Does Conservative Populism Exist?
Having just read Matt Purple's comments on The American Conservative as to why "Bannonism will live on," I thought I'd weigh in as a critical observer of what now passes for the "conservative movement."
Like Bannon, I have generally chastised that movement from the right. But like Mr. Purple, I find President Trump's erstwhile adviser downright inept in selling his conservative populist message. Bannon has behaved like an egomaniac, who viciously turned on the president he was supposed to be assisting. He couldn't even serve the populist cause he purports to believe in without making it entirely about himself. Some of Bannon's more widely publicized political choices, such as favoring Judge Roy Moore for the vacant senatorial seat in Alabama, are a case in point. His involvement in that race gave him ample opportunity to exhibit himself on camera, in his bag man attire and four-o'clock shadow. But we know how disastrous that race turned out. Despite his supposedly persuasive rhetoric, moreover, I don't think I've ever heard Bannon say anything memorable or notably coherent.
My criticism goes beyond Bannon's demeanor and extends to the populist brand that he's selling. Although I'm not categorically against the right embracing populist tactics, I just don't think these tools can work well in the U.S.
Populism assumes a high degree of homogeneity, cultural, historic, and ethnic, among the "majority" to whom a populist leader appeals. The white working-class base that Bannon and Trump have targeted includes no more than about 35% of the voting population, and at least that number of voters and probably more are allied to the cultural and social left.
Bannon, Stephen Miller, and the American Greatness crowd are always claiming they'll bring American blacks into their populist alliance. But in Alabama and Virginia, black turnout for Democratic statewide candidates, in what was at least partly an expression of anti-Trump sentiment, was over 95%. It doesn't matter that Trump's policies have helped blacks and hispanics economically. There's no indication that help is even minimally appreciated, and even less that racial minorities are running to join an expanding populist alliance. Ditto for college-educated, upwardly mobile women, who are running toward the social-cultural left in droves. Despite the continuing protests of pro-Trump populist websites against the legalization of DACA DREAMers, 69% of American adults polled in favor this measure. Although there may be good reasons to oppose the legalization, "the people" and the democratic will are not among them.
Much of what Bannon has advocated as populist nationalism seems to be a grab-bag of his own preferences, combining tough trade deals with the Pacific Rim, increased solidarity with the Israeli government, and a general relaxation of relations with Russia. Although Bannon may be able to defend his individual positions, I'm not sure they amount to a populist posture. And while I fully share Bannon's traditionalist views on social moral questions, I doubt they represent what a majority of the American population believe about any of them. When the Trump administration ordered the firing of 59 Tomahawk cruise missiles at Shayrat air base in Syria in April 2017, Bannon opposed that move as not being in America's interest. Are we supposed to think that Bannon was taking a "populist" position because it was he who took it? If so, would his stance have been equally "populist" if it had been the opposite of the position he took, by virtue of the fact that he took it? In contrast to our situation, leaders of the populist right in Hungary, Poland, and Serbia usually speak for the views of most of their citizenry. They don't have to fabricate their "people."

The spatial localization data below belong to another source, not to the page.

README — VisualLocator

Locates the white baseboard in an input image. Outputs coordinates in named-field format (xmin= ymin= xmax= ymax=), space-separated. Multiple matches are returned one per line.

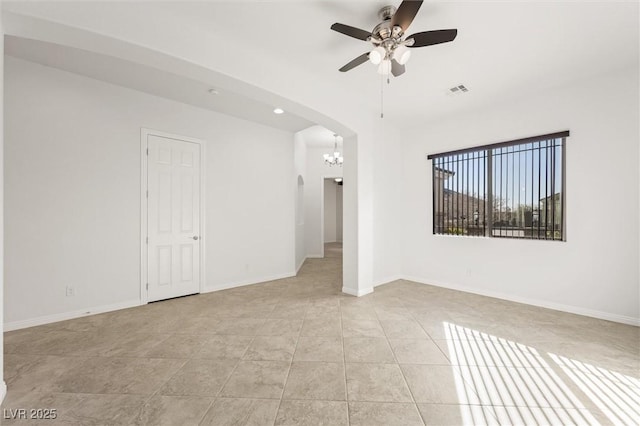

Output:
xmin=373 ymin=275 xmax=403 ymax=288
xmin=0 ymin=381 xmax=6 ymax=404
xmin=342 ymin=286 xmax=374 ymax=297
xmin=402 ymin=275 xmax=640 ymax=327
xmin=204 ymin=272 xmax=296 ymax=293
xmin=4 ymin=299 xmax=142 ymax=332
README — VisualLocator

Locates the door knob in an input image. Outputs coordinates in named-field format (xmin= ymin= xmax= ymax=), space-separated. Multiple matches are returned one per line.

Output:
xmin=192 ymin=236 xmax=199 ymax=240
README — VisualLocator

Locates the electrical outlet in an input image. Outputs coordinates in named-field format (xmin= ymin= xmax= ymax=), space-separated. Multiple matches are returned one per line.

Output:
xmin=66 ymin=286 xmax=75 ymax=297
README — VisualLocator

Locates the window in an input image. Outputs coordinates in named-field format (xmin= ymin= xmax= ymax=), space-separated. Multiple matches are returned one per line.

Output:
xmin=429 ymin=131 xmax=568 ymax=241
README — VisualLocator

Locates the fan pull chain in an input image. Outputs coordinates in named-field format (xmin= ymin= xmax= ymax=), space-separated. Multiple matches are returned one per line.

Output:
xmin=380 ymin=72 xmax=384 ymax=119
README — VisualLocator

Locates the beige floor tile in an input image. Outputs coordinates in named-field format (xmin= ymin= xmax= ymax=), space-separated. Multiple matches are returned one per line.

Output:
xmin=134 ymin=395 xmax=213 ymax=426
xmin=200 ymin=398 xmax=280 ymax=426
xmin=243 ymin=336 xmax=297 ymax=361
xmin=534 ymin=339 xmax=640 ymax=373
xmin=370 ymin=295 xmax=407 ymax=308
xmin=294 ymin=336 xmax=343 ymax=362
xmin=342 ymin=319 xmax=385 ymax=338
xmin=95 ymin=332 xmax=169 ymax=357
xmin=349 ymin=402 xmax=424 ymax=426
xmin=193 ymin=335 xmax=254 ymax=360
xmin=490 ymin=405 xmax=602 ymax=426
xmin=306 ymin=304 xmax=340 ymax=317
xmin=211 ymin=318 xmax=267 ymax=335
xmin=380 ymin=319 xmax=429 ymax=339
xmin=341 ymin=305 xmax=378 ymax=320
xmin=401 ymin=364 xmax=480 ymax=404
xmin=275 ymin=400 xmax=348 ymax=426
xmin=159 ymin=359 xmax=237 ymax=396
xmin=414 ymin=316 xmax=459 ymax=340
xmin=5 ymin=329 xmax=120 ymax=357
xmin=210 ymin=304 xmax=276 ymax=319
xmin=221 ymin=361 xmax=290 ymax=399
xmin=418 ymin=403 xmax=500 ymax=426
xmin=346 ymin=363 xmax=413 ymax=402
xmin=58 ymin=357 xmax=185 ymax=395
xmin=440 ymin=335 xmax=563 ymax=368
xmin=340 ymin=297 xmax=372 ymax=308
xmin=167 ymin=316 xmax=221 ymax=334
xmin=258 ymin=319 xmax=303 ymax=336
xmin=300 ymin=317 xmax=342 ymax=337
xmin=39 ymin=312 xmax=114 ymax=333
xmin=65 ymin=394 xmax=149 ymax=425
xmin=389 ymin=338 xmax=450 ymax=365
xmin=374 ymin=306 xmax=414 ymax=320
xmin=455 ymin=364 xmax=593 ymax=409
xmin=0 ymin=391 xmax=84 ymax=426
xmin=111 ymin=312 xmax=185 ymax=335
xmin=143 ymin=333 xmax=208 ymax=358
xmin=3 ymin=243 xmax=638 ymax=424
xmin=4 ymin=354 xmax=83 ymax=394
xmin=269 ymin=303 xmax=310 ymax=319
xmin=343 ymin=337 xmax=396 ymax=363
xmin=282 ymin=362 xmax=346 ymax=400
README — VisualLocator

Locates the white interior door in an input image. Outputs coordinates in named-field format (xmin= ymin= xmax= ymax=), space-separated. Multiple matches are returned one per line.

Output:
xmin=147 ymin=134 xmax=201 ymax=302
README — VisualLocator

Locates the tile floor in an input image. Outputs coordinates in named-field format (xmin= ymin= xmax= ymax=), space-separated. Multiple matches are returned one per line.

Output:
xmin=2 ymin=243 xmax=639 ymax=425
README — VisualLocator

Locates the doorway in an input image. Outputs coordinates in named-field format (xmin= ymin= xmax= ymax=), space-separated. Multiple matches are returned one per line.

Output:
xmin=322 ymin=177 xmax=343 ymax=257
xmin=141 ymin=129 xmax=206 ymax=303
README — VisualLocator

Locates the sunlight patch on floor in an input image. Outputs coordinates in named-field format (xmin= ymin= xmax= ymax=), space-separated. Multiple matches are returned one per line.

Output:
xmin=550 ymin=353 xmax=640 ymax=426
xmin=444 ymin=322 xmax=601 ymax=425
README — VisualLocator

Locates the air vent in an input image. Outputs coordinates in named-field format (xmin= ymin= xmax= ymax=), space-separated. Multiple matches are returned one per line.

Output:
xmin=448 ymin=84 xmax=469 ymax=95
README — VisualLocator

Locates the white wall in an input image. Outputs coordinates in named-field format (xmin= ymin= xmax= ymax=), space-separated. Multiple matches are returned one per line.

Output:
xmin=293 ymin=132 xmax=307 ymax=272
xmin=324 ymin=179 xmax=337 ymax=243
xmin=1 ymin=3 xmax=7 ymax=403
xmin=4 ymin=57 xmax=295 ymax=327
xmin=3 ymin=9 xmax=383 ymax=305
xmin=336 ymin=185 xmax=343 ymax=242
xmin=401 ymin=65 xmax=640 ymax=324
xmin=372 ymin=121 xmax=404 ymax=286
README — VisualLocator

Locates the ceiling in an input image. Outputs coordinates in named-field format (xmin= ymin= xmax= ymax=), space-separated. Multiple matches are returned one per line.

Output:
xmin=4 ymin=35 xmax=315 ymax=133
xmin=3 ymin=1 xmax=639 ymax=128
xmin=299 ymin=125 xmax=342 ymax=148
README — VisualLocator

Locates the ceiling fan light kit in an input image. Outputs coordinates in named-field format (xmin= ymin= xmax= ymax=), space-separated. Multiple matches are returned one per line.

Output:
xmin=393 ymin=44 xmax=411 ymax=65
xmin=369 ymin=46 xmax=386 ymax=65
xmin=331 ymin=0 xmax=458 ymax=78
xmin=378 ymin=60 xmax=392 ymax=75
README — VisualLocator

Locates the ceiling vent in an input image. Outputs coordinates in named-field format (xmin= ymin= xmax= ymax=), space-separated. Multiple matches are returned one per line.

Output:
xmin=448 ymin=84 xmax=469 ymax=95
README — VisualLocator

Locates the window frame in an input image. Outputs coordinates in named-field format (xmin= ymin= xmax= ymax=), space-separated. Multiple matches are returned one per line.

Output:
xmin=428 ymin=131 xmax=569 ymax=241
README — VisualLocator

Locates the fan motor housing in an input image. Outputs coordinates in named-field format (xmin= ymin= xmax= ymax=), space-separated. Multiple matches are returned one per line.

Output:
xmin=378 ymin=5 xmax=396 ymax=21
xmin=373 ymin=6 xmax=404 ymax=42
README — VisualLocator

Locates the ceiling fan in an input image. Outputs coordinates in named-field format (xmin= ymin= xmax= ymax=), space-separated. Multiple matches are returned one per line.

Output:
xmin=331 ymin=0 xmax=457 ymax=77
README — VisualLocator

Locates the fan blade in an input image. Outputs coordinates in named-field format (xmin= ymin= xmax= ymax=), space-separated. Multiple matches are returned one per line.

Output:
xmin=407 ymin=29 xmax=458 ymax=48
xmin=391 ymin=0 xmax=424 ymax=31
xmin=331 ymin=23 xmax=372 ymax=41
xmin=339 ymin=53 xmax=370 ymax=72
xmin=391 ymin=59 xmax=405 ymax=77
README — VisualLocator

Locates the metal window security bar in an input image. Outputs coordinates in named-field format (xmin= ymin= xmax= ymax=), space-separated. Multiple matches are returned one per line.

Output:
xmin=428 ymin=131 xmax=568 ymax=240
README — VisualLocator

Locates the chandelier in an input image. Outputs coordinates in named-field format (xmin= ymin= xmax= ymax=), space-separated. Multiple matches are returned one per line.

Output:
xmin=323 ymin=134 xmax=344 ymax=167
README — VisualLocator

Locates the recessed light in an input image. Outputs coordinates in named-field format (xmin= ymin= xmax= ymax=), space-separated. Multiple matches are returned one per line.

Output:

Allow me to offer a much less exuberant description than Bannon's of what the American right might be reduced to if present demographic and cultural trends in the U.S. continue. And please note that I'm referring to the "real right," as opposed to GOP deal-makers and centrists who are eager to compromise in order to stay in the political game. A moment of disenchantment for this right is bound to come sooner or later. At that point, it will have to stop deluding itself that "the people are behind us," when most of them are not. The wisest strategy may be for cultural and social traditionalists (and those are the ones I'm addressing) to protect themselves against the "popular will," as more and more of that will is likely to be found on the enemy side.
The right must limit immigration if for no other reason than because it increases the electoral power of a well organized left, and it must decentralize administration in order to allow non-leftist minorities to have influence over their political fate. Least of all should the right (as opposed to neoconservatives) be interested in having the U.S. play the role of global policewoman or try to impose what it considers "human rights" on societies that have no interest in them.
One might wish that "conservative" foundations devoted the same energy and resources to these stands as they do to promoting the purchase of new weaponry by the Pentagon. But that may be more than one has a right to expect.